# Scam Alert



## ChasTT (Oct 17, 2002)

I got alerted to this by a friend. Normally I hate these hoax warnings, but this one is for real.

Please forward this warning to everyone you know.

If a man comes to your front door and says he is conducting a survey and 
asks you to show him your cock, DO NOT show him your cock. This is a scam!

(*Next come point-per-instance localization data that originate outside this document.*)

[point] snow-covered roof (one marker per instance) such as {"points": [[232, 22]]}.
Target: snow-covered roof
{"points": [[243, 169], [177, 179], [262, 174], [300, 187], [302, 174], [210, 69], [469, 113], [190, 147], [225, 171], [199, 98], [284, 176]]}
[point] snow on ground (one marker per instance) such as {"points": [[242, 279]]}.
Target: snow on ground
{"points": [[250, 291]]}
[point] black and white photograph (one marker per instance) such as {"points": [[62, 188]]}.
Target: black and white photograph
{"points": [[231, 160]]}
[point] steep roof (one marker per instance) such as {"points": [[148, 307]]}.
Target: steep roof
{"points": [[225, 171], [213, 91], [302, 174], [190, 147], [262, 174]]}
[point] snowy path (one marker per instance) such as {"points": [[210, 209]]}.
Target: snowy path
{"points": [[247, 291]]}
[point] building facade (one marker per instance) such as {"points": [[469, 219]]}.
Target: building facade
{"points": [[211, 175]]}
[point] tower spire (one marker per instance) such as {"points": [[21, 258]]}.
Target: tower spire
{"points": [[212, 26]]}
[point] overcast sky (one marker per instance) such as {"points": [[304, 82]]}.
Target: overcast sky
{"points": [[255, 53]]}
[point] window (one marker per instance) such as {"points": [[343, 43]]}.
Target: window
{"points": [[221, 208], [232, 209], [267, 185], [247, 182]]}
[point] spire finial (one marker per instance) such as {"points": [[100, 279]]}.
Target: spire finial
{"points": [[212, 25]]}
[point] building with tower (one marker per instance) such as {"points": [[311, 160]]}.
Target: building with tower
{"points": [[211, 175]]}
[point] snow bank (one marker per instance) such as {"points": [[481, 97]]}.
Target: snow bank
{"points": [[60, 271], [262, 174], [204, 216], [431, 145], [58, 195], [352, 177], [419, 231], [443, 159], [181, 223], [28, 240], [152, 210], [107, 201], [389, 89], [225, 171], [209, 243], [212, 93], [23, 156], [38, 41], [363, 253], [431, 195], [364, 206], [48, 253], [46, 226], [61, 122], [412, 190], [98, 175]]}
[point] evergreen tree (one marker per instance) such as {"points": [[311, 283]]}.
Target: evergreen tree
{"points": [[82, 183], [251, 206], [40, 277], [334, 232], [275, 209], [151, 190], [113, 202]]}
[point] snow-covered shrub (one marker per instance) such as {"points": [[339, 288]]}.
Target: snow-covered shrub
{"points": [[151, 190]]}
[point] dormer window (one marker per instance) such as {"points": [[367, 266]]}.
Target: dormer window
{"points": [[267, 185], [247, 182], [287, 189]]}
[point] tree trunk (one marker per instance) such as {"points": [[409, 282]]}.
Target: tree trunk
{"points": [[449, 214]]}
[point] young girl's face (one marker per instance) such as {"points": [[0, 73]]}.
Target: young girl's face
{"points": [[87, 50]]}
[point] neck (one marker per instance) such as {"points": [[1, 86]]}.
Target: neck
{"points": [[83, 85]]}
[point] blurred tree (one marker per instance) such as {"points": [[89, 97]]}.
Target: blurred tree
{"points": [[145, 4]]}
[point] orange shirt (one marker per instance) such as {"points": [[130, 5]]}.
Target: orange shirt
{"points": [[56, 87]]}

He only wants to see your cock.

I wish I'd known about this yesterday. I feel so stupid and cheap.


----------



## saint (Dec 6, 2002)

errr emm...... 

Ah so you are the Weiner man....... and it ain't a foot-long. Prolly time for a mod shift of this thread to the Flame Room


----------



## jampott (Sep 6, 2003)

PMSL


----------



## Dr_Parmar (May 10, 2002)

[smiley=thumbsdown.gif]


----------



## QuackingPlums (Mar 10, 2004)

LOL! :lol:


----------



## L8_0RGY (Sep 12, 2003)

ROFL 

So thats what the blonde girl wanted yesterday


----------



## Dont I Recognise You (Oct 10, 2003)

off to the joke room batman


----------



## vlastan (May 6, 2002)

ChasTT said:


> I got alerted to this by a friend. Normally I hate these hoax warnings, but this one is for real.
> 
> Please forward this warning to everyone you know.
> 
> ...


This is very funny. As I was reading this message my door bell rang and there was a man standing, possibly selling something, but I didn't open the door!


----------